Web-Enabling the Warehouse Chapter 16. Benefits of Web-Enabling a Data Warehouse Better-informed decision making Lower costs of deployment and management.

1 No More Paper, No More Stamps: Targeted myWSU Communications Jack Alilunas, Lavon Frazier October 20, 2004.

11 World-Leading Research with Real-World Impact! Role and Attribute Based Collaborative Administration of Intra-Tenant Cloud IaaS (Invited Paper) Xin.

Exchange 2010 Overview Name Title Group. What You Tell Us Communication overload Globally distributed customers and partners High cost of communications.

Dynamics AX Technical Overview Application Architecture Dynamics AX Technical Overview.

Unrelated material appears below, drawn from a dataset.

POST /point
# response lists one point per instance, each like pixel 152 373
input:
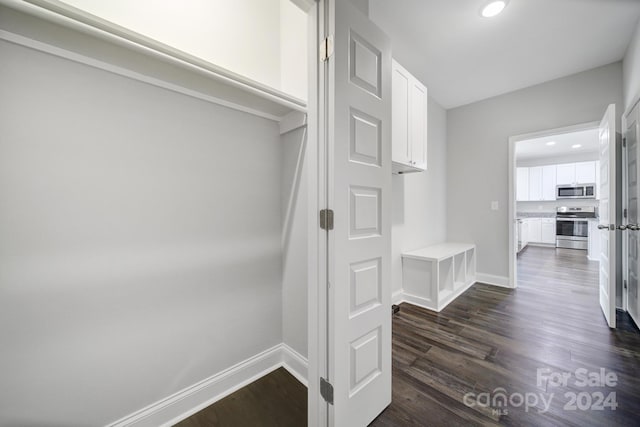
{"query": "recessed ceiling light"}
pixel 493 8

1 No More Paper, No More Stamps: Targeted myWSU Communications Lavon R. Frazier April 27, 2005 Copyright Lavon R. Frazier, This work is the intellectual.

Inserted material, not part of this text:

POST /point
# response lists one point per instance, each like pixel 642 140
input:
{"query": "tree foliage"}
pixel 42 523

Final Year Project Presentation E-PM: A N O NLINE P ROJECT M ANAGER By: Pankaj Goel.

JVM Tehnologic Company profile & core business Founded: February 1992; –Core business: design and implementation of large software applications mainly.

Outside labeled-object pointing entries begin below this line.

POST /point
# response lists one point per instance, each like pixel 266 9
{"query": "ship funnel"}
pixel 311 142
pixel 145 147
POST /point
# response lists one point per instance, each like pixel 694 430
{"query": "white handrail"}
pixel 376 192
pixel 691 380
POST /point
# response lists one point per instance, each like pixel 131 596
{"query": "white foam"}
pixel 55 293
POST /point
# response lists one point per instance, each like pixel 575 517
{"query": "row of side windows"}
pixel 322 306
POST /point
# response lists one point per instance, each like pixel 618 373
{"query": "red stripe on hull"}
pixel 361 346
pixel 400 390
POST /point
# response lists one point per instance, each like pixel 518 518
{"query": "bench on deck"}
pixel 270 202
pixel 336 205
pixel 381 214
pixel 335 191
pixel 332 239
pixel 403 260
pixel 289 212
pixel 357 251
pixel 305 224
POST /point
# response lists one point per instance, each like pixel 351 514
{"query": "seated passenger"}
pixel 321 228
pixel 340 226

Combining KMIP and XACML. What is XACML? XML language for access control Coarse or fine-grained Extremely powerful evaluation logic Ability to use any.

XACML Briefing for PMRM TC Hal Lockhart July 8, 2014.

May 30 th – 31 st, 2006 Sheraton Ottawa. Microsoft Certificate Lifecycle Manager Saleem Kanji Technology Solutions Professional - Windows Server Microsoft.

BMC Software confidential. BMC Performance Manager Will Brown.

● Problem statement ● Proposed solution ● Proposed product ● Product Features ● Web Service ● Delegation ● Revocation ● Report Generation ● XACML 3.0.

AMPol: Adaptive Messaging Policy Raja N. Afandi, Jianqing Zhang, Munawar Hafiz, Carl A. Gunter Computer Science Department, University of Illinois Urbana-Champaign.

Identity Management Report By Jean Carreon and Marlon Gonzales.

By: Bill Stevenson Jose Plancarte Erik Magsino. Overview Messaging and collaboration server Send and Receive electronic mail and other forms of interactive.

Database Application Security Models Database Application Security Models 1.

Best of Both Worlds: Information Management Solutions SmartCore Management Dashboards.

International Telecommunication Union Geneva, 9(pm)-10 February 2009 ITU-T Security Standardization on Mobile Web Services Lee, Jae Seung Special Fellow,

Web Services Security Standards Overview for the Non-Specialist Hal Lockhart Office of the CTO BEA Systems.

CS480 Computer Science Seminar Introduction to Microsoft Solutions Framework (MSF)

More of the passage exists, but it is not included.